Block quotes of notable results and references to help the reader verify: - > “RPv2 (2023‑14) ✔ ✔ (full) [Gopher] … Avg 37.6, Norm Avg 0.160, Rank‑Score 0.700” (Table 5). - > “RefinedWeb … Avg 37.9, Norm Avg 0.165, Rank‑Score 0.650” (Table 5). - > “7B‑Instruct HELM‑AVG 0.492 vs. LLaMA‑7B 0.472” (Table 8). - > “3B Base outperforms GPT‑Neo and Pythia‑2.8B by 3–5 points on HELM classic and by 2–7 points on a subset of LM‑Eval” (Section 3.2.2; Table 7). - > “CCNet buckets, language scores, and perplexity distributions; ML similarity histograms; natural‑language and repetition signal histograms” (Figures 4–7).

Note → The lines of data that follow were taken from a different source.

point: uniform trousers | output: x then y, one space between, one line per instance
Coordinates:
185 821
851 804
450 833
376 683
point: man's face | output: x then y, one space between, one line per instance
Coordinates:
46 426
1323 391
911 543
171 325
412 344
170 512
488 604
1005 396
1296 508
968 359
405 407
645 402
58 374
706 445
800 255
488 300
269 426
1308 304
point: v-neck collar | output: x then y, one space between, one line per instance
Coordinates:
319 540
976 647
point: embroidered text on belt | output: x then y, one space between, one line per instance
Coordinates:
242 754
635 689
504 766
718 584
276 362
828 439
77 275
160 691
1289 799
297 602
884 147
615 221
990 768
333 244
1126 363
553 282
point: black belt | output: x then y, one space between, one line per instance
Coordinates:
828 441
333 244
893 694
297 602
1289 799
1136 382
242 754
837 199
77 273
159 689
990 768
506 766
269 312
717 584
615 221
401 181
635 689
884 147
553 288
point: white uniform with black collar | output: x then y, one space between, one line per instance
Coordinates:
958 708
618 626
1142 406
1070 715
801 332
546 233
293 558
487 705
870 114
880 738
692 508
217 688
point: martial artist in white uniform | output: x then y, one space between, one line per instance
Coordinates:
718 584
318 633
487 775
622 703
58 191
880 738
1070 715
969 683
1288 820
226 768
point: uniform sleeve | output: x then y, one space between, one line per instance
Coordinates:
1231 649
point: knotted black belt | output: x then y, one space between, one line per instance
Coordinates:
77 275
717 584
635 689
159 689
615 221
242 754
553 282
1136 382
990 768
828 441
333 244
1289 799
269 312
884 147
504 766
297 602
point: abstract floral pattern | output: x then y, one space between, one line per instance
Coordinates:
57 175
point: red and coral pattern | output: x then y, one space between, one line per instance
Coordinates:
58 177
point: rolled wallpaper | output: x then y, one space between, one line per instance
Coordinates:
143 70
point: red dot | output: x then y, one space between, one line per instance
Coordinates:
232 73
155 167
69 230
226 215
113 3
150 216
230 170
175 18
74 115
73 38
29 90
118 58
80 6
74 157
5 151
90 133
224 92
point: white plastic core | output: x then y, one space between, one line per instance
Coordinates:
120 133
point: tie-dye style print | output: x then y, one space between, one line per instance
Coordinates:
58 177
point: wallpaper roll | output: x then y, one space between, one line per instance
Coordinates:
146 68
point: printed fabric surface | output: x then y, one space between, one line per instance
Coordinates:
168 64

In sum, the paper contributes a new way to do open LLM data work: make the raw web data accessible at scale and ship the metadata that turns it into a programmable laboratory for data curation. The ablations show that well‑known rules (dedup + Gopher) recovered from these signals produce competitive corpora, and the V1 replication—with full process notes—adds valuable transparency about the impact of compute and recipe ambiguities on model outcomes.